Active sampling: A machine-learning-assisted framework for finite population inference with optimal subsamples

Henrik Imberg,Xiaomi Yang,Carol Flannagan,Jonas Bärgman
DOI: https://doi.org/10.1080/00401706.2024.2374554
2024-07-04
Abstract:Data subsampling has become widely recognized as a tool to overcome computational and economic bottlenecks in analyzing massive datasets. We contribute to the development of adaptive design for estimation of finite population characteristics, using active learning and adaptive importance sampling. We propose an active sampling strategy that iterates between estimation and data collection with optimal subsamples, guided by machine learning predictions on yet unseen data. The method is illustrated on virtual simulation-based safety assessment of advanced driver assistance systems.

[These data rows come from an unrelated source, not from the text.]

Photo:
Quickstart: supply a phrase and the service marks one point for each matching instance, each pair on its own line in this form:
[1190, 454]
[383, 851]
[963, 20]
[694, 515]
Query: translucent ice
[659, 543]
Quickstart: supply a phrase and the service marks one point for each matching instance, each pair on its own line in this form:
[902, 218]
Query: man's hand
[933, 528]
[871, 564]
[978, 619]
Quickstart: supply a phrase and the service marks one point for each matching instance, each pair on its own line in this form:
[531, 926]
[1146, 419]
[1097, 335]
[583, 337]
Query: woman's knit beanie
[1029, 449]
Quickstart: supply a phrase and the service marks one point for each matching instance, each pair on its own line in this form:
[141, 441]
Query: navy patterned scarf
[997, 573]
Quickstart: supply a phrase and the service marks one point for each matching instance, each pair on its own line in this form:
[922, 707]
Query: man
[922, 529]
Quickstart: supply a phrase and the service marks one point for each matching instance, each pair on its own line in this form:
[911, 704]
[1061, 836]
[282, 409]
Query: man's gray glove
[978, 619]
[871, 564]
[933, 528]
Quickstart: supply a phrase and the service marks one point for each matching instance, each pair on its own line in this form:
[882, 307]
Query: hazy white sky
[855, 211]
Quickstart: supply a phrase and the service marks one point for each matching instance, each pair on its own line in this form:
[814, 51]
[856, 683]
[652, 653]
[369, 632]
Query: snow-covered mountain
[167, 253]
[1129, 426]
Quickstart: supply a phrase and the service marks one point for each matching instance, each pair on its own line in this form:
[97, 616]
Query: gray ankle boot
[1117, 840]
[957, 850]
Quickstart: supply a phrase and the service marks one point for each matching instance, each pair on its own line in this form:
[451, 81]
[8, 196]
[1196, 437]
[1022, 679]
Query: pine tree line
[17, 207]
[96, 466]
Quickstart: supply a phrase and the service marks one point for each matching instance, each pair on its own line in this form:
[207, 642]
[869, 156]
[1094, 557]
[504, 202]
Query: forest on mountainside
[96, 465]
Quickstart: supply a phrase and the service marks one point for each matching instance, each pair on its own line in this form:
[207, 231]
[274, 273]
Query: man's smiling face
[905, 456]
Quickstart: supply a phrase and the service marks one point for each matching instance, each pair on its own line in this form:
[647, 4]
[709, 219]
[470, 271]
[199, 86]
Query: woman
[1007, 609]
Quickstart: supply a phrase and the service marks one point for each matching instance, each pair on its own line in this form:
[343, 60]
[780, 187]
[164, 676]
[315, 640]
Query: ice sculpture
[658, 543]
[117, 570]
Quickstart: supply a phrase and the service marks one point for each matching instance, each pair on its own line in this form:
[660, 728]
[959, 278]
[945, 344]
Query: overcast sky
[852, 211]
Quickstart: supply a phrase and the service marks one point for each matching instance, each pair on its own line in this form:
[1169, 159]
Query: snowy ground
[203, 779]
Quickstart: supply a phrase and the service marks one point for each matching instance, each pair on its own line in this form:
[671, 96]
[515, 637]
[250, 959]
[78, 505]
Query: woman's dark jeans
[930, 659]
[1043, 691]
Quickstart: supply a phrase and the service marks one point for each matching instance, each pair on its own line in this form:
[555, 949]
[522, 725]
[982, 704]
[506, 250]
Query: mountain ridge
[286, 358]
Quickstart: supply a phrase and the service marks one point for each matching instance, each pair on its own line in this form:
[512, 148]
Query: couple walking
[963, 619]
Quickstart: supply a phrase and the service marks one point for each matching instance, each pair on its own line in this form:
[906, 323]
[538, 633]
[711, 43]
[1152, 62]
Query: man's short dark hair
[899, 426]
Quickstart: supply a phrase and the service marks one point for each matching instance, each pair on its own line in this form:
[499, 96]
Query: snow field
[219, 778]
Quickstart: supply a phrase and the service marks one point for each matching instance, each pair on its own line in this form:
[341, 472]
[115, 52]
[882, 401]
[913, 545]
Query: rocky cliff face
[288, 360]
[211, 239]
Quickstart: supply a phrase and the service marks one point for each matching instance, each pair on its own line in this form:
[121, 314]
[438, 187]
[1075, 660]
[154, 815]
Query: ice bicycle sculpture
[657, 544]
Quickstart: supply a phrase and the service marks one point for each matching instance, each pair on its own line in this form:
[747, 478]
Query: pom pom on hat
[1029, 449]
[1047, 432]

Substantial performance improvements are demonstrated compared to traditional sampling methods.
Methodology,Applications,Computation
What problem does this paper attempt to address?

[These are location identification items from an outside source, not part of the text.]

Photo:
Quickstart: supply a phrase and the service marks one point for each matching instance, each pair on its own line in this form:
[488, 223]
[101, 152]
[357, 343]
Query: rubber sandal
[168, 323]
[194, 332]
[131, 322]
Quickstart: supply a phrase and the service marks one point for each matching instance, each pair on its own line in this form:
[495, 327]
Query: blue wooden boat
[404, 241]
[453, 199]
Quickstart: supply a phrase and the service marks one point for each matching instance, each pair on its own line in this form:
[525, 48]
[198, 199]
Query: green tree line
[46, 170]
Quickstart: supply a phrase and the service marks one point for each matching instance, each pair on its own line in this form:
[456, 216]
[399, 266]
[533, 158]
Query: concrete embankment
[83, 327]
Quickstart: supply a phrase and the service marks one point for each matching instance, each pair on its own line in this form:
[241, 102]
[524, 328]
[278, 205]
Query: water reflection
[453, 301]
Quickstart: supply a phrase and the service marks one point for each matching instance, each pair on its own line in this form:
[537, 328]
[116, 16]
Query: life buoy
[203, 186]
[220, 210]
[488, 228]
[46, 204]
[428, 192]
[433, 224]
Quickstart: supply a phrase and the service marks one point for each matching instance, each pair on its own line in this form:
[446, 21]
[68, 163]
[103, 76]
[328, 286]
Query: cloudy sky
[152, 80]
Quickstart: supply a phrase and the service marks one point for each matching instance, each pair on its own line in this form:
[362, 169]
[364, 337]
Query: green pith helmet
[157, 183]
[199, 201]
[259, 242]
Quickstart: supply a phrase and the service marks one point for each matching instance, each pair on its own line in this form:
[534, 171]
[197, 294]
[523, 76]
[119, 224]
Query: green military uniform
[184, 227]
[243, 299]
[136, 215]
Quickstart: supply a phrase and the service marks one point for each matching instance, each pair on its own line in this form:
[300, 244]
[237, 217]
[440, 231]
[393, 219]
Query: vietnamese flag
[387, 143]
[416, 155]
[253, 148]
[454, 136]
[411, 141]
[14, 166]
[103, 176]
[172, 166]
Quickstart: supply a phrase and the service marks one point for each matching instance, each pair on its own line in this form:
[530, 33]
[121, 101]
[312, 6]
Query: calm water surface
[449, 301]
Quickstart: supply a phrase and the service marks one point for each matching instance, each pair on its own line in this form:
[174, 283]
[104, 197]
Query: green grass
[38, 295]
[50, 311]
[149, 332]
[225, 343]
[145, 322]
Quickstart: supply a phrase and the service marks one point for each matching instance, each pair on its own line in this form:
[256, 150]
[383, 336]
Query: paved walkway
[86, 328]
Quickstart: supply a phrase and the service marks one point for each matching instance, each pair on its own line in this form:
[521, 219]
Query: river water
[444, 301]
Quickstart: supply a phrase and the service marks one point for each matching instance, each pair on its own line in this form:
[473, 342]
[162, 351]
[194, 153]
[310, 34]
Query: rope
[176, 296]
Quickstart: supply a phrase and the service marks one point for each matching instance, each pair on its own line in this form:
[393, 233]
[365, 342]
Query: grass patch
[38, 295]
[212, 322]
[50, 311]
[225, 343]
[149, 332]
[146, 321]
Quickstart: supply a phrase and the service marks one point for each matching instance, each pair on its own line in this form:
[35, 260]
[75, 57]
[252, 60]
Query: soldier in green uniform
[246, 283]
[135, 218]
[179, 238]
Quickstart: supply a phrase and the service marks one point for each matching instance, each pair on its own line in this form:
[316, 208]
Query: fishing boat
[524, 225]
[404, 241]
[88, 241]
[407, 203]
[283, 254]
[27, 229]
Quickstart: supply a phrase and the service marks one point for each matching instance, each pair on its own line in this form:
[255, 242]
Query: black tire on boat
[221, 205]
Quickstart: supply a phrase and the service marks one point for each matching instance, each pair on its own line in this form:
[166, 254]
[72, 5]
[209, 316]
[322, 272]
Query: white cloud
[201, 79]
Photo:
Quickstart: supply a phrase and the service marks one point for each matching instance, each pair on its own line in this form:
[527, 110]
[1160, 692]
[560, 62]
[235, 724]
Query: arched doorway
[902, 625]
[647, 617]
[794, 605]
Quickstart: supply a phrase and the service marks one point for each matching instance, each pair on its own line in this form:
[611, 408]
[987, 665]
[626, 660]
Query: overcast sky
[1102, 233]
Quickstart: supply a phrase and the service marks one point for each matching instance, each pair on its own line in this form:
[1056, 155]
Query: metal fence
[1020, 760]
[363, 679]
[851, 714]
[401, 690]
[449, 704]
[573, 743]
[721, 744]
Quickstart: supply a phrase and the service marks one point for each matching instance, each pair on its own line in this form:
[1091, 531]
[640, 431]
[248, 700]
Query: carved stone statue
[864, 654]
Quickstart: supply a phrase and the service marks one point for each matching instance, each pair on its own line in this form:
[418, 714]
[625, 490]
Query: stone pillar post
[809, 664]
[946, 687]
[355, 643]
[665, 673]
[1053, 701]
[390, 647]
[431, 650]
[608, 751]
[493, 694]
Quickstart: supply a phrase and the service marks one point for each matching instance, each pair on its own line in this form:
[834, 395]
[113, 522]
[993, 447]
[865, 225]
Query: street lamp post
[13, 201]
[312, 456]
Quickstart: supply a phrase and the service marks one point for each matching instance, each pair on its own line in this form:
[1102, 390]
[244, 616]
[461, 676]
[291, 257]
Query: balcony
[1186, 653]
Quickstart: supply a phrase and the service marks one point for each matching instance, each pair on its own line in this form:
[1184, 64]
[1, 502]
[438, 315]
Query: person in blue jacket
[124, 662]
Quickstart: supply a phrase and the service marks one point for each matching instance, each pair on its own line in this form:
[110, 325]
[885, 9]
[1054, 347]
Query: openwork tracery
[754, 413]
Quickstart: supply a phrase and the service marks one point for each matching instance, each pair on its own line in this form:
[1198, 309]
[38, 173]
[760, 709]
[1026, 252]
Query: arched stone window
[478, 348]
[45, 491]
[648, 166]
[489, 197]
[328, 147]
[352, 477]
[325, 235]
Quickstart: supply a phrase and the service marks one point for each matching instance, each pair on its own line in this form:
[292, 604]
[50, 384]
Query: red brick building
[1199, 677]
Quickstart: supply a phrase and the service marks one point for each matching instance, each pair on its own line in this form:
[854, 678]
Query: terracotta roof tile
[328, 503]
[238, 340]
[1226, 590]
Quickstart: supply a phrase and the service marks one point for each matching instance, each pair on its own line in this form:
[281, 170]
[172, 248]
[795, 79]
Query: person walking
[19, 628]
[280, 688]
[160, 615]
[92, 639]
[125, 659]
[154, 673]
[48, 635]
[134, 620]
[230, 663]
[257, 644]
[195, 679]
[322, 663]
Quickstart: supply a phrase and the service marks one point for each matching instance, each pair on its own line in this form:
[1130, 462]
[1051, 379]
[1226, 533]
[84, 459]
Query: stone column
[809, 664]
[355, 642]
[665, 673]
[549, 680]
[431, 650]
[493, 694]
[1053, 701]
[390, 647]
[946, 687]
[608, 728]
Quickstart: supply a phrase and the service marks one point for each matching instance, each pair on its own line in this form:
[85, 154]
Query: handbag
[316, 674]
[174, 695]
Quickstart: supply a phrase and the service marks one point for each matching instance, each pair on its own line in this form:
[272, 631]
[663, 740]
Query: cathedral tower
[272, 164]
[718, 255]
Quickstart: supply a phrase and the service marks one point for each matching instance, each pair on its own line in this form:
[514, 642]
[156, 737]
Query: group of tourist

The problem that this paper attempts to solve is how to effectively estimate the characteristics of a finite population through machine - learning - assisted active sampling strategies while reducing computational and economic costs when dealing with large - scale data sets. Specifically, the paper proposes a method for iterative estimation and data collection. This method uses optimal sub - samples and is guided by machine - learning predictions of unseen data. This method is particularly suitable for scenarios that require a large amount of computational resources or are too costly economically, such as virtual simulation experiments in the safety assessment of advanced driver - assistance systems (ADAS). Compared with traditional sampling methods, this method shows a significant performance improvement.